Mr. Navalny’s supporters say the dimensions of Saturday’s protests can be essential in figuring out his destiny. The 44-year-old opposition chief fell right into a coma after a near-fatal poisoning in Siberia final August and was airlifted to Germany for therapy. Western officers say he was poisoned by a military-grade nerve agent in an assassination try by the Russian state.
Russian authorities denied the assertion and promised to arrest Mr. Navalny if he returned to Russia for violating the parole phrases of a suspended sentence he obtained in 2014.

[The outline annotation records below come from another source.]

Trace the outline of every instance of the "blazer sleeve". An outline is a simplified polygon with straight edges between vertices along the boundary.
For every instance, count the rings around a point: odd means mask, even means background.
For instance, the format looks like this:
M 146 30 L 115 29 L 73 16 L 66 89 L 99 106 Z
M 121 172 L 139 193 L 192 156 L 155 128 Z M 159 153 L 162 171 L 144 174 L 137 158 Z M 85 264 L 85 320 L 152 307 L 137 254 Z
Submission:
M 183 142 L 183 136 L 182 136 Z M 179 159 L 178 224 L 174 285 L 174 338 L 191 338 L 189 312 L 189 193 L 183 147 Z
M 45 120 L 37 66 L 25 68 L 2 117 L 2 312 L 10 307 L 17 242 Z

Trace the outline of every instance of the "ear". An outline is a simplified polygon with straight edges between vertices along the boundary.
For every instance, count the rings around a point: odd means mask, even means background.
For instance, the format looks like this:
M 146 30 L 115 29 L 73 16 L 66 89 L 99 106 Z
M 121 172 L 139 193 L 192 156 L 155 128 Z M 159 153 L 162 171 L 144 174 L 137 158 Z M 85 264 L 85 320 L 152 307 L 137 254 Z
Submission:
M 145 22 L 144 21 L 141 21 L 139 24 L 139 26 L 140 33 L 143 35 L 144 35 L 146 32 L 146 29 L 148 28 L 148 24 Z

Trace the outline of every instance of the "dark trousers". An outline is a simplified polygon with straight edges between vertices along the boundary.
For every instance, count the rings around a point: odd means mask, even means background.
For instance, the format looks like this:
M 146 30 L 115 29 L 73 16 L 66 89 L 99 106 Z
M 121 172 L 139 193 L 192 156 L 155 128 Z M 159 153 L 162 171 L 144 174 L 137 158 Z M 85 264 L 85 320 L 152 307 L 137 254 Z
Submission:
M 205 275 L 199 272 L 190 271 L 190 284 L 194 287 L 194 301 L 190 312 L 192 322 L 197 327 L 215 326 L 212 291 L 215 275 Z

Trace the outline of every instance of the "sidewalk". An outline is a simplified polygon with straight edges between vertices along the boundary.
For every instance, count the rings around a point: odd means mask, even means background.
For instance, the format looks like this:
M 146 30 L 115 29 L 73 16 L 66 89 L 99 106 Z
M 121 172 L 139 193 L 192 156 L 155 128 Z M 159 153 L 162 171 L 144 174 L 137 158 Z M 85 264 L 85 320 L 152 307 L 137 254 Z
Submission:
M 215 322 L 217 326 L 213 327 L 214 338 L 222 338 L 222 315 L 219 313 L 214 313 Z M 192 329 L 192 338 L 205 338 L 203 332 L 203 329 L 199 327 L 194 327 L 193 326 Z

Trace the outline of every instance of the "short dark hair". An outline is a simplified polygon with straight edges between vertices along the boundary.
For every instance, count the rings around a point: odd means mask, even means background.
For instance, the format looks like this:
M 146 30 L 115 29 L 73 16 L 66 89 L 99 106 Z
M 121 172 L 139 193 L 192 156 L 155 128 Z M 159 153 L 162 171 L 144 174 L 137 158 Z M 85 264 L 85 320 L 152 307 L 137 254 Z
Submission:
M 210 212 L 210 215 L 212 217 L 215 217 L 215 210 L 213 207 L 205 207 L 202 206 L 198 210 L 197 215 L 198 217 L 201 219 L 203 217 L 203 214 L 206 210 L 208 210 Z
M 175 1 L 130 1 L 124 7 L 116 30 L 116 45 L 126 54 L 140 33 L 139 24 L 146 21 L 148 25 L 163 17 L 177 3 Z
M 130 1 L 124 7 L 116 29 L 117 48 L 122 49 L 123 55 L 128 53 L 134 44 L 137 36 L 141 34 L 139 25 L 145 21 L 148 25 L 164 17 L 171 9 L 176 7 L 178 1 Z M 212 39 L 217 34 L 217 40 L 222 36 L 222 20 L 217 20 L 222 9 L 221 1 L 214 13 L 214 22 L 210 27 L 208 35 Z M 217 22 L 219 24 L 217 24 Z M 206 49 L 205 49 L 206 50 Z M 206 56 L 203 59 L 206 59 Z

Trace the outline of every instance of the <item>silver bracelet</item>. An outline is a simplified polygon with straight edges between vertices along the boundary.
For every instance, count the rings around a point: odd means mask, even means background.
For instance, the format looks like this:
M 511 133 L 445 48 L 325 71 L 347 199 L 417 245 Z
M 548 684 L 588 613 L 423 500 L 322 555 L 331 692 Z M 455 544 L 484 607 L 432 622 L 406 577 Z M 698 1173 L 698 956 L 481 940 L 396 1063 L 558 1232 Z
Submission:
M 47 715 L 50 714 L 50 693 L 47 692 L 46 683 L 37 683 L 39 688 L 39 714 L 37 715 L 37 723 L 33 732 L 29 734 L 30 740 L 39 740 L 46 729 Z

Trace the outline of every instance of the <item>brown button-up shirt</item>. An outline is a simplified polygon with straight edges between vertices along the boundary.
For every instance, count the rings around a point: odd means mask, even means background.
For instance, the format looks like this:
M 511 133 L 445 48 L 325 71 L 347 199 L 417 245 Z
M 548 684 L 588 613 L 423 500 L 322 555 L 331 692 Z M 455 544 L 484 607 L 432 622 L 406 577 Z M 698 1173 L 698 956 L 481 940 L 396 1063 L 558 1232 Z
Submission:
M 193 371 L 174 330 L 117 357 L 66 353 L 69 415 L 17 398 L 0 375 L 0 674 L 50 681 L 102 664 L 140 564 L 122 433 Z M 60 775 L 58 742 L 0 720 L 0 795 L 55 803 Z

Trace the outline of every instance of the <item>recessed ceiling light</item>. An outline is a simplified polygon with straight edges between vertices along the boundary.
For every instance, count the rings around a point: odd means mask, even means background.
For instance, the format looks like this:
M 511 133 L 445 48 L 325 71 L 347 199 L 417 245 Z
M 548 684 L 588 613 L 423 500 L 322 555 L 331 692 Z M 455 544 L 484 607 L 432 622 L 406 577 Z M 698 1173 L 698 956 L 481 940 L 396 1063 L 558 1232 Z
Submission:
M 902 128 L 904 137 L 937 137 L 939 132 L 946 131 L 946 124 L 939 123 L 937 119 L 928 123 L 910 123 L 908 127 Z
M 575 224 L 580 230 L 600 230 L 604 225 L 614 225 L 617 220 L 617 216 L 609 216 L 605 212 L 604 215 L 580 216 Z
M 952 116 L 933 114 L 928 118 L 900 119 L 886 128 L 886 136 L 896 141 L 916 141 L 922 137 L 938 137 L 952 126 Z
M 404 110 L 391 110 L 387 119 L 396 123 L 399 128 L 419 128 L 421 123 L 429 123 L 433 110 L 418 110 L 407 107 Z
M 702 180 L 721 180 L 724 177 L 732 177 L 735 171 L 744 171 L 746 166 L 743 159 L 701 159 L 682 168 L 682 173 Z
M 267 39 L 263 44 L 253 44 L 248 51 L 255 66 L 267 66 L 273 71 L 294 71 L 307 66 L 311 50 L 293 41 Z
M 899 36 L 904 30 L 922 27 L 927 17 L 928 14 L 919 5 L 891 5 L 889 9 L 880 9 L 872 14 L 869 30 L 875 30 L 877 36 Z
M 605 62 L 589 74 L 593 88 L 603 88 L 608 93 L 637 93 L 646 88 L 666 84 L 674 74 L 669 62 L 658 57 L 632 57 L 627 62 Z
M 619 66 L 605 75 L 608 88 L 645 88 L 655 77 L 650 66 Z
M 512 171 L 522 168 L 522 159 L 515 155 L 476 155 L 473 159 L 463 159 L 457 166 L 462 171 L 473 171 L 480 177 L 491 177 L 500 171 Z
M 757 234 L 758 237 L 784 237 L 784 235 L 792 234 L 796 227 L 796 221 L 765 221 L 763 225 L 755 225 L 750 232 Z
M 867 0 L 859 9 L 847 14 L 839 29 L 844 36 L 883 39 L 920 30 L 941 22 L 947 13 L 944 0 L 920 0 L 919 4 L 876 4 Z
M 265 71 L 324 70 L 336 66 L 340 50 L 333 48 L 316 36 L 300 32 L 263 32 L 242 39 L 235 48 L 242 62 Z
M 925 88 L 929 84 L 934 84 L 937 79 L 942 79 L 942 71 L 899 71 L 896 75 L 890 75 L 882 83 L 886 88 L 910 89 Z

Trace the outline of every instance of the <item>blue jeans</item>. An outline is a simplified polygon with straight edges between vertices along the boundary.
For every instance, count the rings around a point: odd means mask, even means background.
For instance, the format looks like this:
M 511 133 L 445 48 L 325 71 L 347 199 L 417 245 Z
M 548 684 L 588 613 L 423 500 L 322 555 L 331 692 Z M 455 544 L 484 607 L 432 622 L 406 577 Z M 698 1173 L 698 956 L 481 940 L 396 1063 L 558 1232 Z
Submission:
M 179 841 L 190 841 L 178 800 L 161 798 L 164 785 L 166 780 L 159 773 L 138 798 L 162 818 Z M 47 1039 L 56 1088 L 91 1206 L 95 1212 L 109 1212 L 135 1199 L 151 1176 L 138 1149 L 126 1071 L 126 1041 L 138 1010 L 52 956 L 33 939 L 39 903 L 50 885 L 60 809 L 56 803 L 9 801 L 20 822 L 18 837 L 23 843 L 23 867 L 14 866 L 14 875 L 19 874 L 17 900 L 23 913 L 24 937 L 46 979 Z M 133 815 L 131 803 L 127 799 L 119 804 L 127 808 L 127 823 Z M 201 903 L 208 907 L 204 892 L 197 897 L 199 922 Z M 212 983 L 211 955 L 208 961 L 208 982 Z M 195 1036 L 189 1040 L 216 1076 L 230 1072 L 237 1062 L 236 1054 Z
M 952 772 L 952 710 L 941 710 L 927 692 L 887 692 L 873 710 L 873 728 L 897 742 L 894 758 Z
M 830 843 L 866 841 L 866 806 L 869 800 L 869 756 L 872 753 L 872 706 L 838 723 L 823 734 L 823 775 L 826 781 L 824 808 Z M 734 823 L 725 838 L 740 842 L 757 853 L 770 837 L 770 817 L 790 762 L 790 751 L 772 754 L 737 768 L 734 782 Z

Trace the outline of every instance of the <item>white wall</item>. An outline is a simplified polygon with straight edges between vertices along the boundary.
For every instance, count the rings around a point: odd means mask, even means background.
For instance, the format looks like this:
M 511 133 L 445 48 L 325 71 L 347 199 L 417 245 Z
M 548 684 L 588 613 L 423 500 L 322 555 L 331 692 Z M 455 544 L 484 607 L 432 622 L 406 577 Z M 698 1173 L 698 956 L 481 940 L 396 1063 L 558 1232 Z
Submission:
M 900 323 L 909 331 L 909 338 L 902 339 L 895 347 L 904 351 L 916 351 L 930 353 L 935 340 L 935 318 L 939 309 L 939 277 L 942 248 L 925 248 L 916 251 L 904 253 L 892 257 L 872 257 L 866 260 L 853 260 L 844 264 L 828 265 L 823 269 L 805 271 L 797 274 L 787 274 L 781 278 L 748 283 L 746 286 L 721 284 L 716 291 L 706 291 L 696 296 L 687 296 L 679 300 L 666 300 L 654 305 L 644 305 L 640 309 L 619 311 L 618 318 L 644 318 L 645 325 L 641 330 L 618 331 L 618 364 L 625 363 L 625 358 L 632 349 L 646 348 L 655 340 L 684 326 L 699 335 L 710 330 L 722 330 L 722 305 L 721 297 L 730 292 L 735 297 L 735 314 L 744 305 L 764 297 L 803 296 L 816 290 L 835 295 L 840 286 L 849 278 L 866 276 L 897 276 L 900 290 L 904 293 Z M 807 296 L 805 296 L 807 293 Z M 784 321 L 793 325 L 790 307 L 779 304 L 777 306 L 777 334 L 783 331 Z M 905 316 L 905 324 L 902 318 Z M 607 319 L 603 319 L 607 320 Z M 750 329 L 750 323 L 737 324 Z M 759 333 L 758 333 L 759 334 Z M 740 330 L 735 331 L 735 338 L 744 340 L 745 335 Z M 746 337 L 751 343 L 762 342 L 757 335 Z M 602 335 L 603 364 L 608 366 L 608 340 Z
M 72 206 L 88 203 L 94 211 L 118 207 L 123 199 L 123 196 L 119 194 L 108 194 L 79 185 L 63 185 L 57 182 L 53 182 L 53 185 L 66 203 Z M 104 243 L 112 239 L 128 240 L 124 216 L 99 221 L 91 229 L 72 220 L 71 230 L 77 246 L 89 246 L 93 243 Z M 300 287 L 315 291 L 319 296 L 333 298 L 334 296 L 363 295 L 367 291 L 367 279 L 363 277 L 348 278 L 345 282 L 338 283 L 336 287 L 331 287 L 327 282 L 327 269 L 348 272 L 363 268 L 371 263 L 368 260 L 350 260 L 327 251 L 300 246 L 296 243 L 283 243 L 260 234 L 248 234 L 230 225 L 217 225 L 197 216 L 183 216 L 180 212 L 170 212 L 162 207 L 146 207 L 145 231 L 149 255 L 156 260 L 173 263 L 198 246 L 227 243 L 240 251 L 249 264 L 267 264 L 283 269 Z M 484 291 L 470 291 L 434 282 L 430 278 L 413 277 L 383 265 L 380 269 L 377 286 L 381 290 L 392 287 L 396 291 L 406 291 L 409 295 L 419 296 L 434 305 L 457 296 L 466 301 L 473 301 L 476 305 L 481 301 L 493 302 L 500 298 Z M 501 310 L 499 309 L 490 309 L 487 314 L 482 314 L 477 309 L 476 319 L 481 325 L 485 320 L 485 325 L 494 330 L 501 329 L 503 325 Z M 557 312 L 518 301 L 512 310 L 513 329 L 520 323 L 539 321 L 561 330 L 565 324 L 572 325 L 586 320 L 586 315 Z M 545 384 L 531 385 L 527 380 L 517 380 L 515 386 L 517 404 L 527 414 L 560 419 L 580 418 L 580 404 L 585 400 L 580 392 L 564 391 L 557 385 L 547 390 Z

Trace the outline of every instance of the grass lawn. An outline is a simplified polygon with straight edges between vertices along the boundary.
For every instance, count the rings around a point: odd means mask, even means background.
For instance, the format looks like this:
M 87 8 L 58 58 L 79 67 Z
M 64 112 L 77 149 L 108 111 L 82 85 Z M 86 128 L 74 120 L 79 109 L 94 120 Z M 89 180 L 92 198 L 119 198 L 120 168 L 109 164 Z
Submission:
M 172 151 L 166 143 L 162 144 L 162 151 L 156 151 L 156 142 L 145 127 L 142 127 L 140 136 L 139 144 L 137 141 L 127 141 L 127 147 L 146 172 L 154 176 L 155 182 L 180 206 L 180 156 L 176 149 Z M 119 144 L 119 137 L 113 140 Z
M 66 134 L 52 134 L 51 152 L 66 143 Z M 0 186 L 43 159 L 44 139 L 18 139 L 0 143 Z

However, Mr. Navalny flew house to Moscow on Sunday, and as anticipated, he was detained at passport management. He now faces a jail sentence — and his supporters say that solely avenue protests can deter the Kremlin from locking him up for years.
Dmitri S. Peskov, the Kremlin press secretary, informed reporters Friday that it was “unacceptable” that unauthorized avenue protests had been being deliberate and that “younger individuals, youngsters and so forth” had been being invited to participate. Mr. Navalny’s supporters mentioned they weren’t particularly calling on youngsters to affix the protests.
Forward of the protests, the police have additionally detained Mr. Navalny’s supporters throughout Russia. Kira Yarmysh, Mr. Navalny’s press secretary, was ordered jailed for 9 days on Friday.
However the seemingly Sisyphean scramble by the Russian authorities to get social networks to take away pro-Navalny content material highlighted what’s more and more rising as a significant vulnerability for the Kremlin: the supply of low-cost, high-speed, principally uncensored web entry in nearly each populated nook of the nation’s 11 time zones.
The federal government has tried and largely did not rein within the web. Final yr, for instance, it dropped a two-year-long effort to dam the messaging community Telegram, a ban that customers rapidly discovered methods to avoid.
On Friday, Russia’s telecommunications regulator, Roskomnadzor, mentioned that YouTube, Instagram and the Russian social community VKontakte had begun following an order from Russia’s prosecutor-general that they take away “calls for youngsters to take part in unlawful mass occasions.” The social networks didn’t instantly reply to requests for remark.
However the greatest downside, the regulator mentioned, was TikTok, the Chinese language-owned app that hosts seconds-long viral movies, usually musically themed. Movies marked with the #Navalny hashtag on the community had been considered greater than 800 million occasions by Friday.
In a single clip “preferred” greater than 500,000 occasions, a younger girl who supplies pithy English classes supplied tips about methods to sound like an American — “I’m gonna name my lawyer!” — if detained on the protests.
“The very best stage of exercise continues on the social community,” Roskomnadzor mentioned in a press release, referring to TikTok. “New appeals are showing, in some instances being disseminated in a man-made method.”
The regulator mentioned TikTok had eliminated 38 % of unlawful content material. TikTok didn’t reply to a request for remark.
Throughout the nation, in line with native information media stories, faculties and universities had been scheduling exams or festivities on Saturday to stop college students from attending. A state college within the metropolis of Kostroma north of Moscow warned college students that by collaborating in protests, “you’ll destroy your repute and solid a shadow in your college.”
That prompted outraged responses on social media and, in line with one scholar, solely served to encourage others to contemplate attending.
“I do know individuals who didn’t plan on going wherever, after which once they heard about these bans, they determined to search out out what it was they had been being prohibited from doing after which mentioned they wished to take part within the protests,” mentioned Kirill Prokofiev, a grasp’s scholar in historical past.
Adam Satariano contributed reporting from London.